映画「リスボンに誘われて」
「えっ? あの時代にこんなことがあったの?!」とびっくりしてしまう映画を観たのでご紹介します:
スイスのベルンで働く地味な高校教師のライムント(ジェレミー・アイアンズ)は川に飛び込もうとした女性を助ける。女はすぐに姿を消し、持っていた本だけが残された。本は無名の作者の美しく力強い文学的な詩で、それに惹かれたライムントは、本に挟まっていた列車のチケットを頼りにポルトガルのリスボンへ向かった。
その先は女性探しのシンプルなラブストーリーなのだろうと思っていたのだが、実際は、なんと戦後30年以上経った(!)1970年代にポルトガルに実在していた独裁恐怖政治とそれに対抗するレジスタンス活動、そしてその中に秘められたラブストーリーなのだった。
こういう歴史が自分にとっての同時代にあったのだ、ということを気付かされたことでも印象的な映画だった。
作中で紹介される詩的で美しい文章に強く惹かれる。

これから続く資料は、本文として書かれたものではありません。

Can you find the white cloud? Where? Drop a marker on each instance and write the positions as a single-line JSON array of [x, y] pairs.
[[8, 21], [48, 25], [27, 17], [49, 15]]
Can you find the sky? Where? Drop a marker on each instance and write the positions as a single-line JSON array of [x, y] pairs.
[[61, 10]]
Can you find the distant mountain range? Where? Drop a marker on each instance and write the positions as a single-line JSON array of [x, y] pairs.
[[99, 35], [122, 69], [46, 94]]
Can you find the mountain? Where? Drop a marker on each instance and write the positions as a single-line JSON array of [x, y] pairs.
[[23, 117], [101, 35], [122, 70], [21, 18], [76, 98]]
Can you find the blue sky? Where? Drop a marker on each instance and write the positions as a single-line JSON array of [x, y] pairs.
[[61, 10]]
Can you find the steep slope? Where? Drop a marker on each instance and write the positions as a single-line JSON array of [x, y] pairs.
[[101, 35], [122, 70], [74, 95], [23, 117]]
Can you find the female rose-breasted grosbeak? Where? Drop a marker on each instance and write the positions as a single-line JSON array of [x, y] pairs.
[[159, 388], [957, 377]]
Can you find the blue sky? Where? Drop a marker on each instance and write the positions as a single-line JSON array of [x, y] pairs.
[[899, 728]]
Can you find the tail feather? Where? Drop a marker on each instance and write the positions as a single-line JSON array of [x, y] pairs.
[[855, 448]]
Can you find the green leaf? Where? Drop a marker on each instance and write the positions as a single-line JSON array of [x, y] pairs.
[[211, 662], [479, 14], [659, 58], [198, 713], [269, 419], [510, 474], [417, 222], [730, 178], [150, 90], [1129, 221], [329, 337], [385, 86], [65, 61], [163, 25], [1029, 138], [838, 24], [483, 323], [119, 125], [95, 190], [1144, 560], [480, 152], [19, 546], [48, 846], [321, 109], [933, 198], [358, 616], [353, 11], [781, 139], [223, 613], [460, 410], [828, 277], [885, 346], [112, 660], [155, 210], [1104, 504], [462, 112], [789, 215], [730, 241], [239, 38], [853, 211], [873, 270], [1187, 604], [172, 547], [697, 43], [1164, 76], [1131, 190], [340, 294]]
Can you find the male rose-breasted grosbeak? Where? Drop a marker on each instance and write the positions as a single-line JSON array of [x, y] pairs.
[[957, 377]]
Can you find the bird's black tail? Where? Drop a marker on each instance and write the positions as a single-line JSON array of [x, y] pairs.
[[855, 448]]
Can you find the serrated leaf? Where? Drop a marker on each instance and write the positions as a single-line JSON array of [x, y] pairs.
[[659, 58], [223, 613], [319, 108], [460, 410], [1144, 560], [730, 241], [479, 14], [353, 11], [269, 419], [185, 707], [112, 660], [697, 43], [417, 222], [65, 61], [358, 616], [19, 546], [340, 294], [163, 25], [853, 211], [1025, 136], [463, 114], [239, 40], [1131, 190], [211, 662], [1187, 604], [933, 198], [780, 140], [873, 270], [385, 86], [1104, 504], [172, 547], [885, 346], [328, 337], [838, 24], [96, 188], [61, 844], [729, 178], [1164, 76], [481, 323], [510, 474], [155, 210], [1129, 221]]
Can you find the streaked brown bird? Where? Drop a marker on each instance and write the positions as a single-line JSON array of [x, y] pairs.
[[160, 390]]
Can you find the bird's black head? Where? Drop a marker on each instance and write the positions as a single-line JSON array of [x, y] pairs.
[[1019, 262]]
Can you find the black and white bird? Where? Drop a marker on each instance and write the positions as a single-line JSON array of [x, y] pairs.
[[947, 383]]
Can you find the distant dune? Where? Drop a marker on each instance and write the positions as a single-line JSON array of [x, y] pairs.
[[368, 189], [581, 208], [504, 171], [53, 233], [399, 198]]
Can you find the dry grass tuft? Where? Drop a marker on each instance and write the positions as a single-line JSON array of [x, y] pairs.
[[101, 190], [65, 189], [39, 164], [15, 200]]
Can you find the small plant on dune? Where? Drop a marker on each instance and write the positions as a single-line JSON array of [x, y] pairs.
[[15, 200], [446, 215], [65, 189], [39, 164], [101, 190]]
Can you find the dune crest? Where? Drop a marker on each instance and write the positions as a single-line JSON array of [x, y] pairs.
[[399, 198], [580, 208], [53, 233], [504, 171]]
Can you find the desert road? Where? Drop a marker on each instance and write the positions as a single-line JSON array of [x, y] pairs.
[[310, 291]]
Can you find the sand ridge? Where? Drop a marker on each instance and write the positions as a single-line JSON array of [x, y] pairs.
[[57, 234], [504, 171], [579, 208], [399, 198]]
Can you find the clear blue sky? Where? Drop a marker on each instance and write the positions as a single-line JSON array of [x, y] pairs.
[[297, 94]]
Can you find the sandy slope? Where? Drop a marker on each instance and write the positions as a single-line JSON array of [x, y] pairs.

この映画のために作られたものなのか知らないが、読んでみたいと思う。
ラブストーリーに描かれる男女関係の機微は普遍的とも言っていいが、かといってステロタイプでもない微妙な間合いも含んでいて、そこにも惹きつけられる。
そして最後の最後には、あの「プラハの春」を扱った別の映画で強烈な印象を残した人、「ああ、あなたがここに。なるほど」という女性が現れる。それでぴったりと決まる。
新鮮で強烈な印象、人同士の関係や心理が繊細に描かれる人間へのアプローチ、美しいビジュアル、どれをとっても意外なくらいの良作で、万人にお薦めできる映画です。